Federal prosecutors have charged the suspected gunman in a massacre that killed 11 people at Pittsburgh synagogue with 29 charges, including 11 counts of using a firearm to commit murder.
The charges also include weapons offenses and alleging that Bowers seriously injured police officers while obstructing the exercise of religious beliefs resulting in death.
Scott W. Brady, the U.S. Attorney for the Western District of Pennsylvania, announced the charges late Oct. 27, about 12 hours after they say Robert Bowers opened fire inside the Tree of Life synagogue at the Tree of Life Congregation in Pittsburgh’s Squirrel Hill neighborhood.
Authorities said six people, including four police officers, were also wounded during the Oct. 27 shooting.
The charging documents were not immediately available in a federal court records database. Prosecutors have scheduled a Sunday morning news conference to discuss the case.

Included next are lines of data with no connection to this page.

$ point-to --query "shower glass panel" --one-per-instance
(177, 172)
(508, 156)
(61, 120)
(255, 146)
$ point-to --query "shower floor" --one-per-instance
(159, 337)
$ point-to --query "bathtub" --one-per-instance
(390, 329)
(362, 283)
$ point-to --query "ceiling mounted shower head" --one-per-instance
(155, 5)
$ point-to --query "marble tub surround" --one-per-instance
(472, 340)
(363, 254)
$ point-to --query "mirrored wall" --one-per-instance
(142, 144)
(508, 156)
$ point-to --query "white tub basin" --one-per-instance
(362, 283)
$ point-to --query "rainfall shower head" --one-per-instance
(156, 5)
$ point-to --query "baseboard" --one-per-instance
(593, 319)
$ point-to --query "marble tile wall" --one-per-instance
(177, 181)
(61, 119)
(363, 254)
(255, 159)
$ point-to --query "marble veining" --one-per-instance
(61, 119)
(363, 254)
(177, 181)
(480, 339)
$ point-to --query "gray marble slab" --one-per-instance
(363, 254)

President Donald Trump has since ordered flags at federal buildings throughout the United States to be flown at half-staff in “solemn respect” for the shooting victims at a Pittsburgh synagogue.
Trump issued the proclamation late Oct. 27, shortly after returning to Washington from speaking at the Future Farmers of America convention in Indianapolis and a campaign rally in Murphysboro, Illinois.

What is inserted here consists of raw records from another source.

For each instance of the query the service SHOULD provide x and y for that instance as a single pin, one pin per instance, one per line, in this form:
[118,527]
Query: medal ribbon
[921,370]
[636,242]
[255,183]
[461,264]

Throughout the day, he expressed sorrow, called for justice and bemoaned hate, getting regular updates on the shooting.
In Illinois, Trump told the thousands attending the rally that the press has asked him whether he was going to cancel his two appearances after the tragic shooting.
He said, “I thought about it for a little while.”
Then he said he decided to attend as planned as “we can’t make these sick, demented people important, and when we start changing around our lives and changing around our schedules in order to accomodate them, it’s not acceptable.”
“We have our lives, we have our schedules and nobody’s going to change it ok.”
Then, Trump asked the crowd, “If you don’t mind, I’m going to tone it down a little bit, is that ok?”
The flags to be lowered until Oct. 31.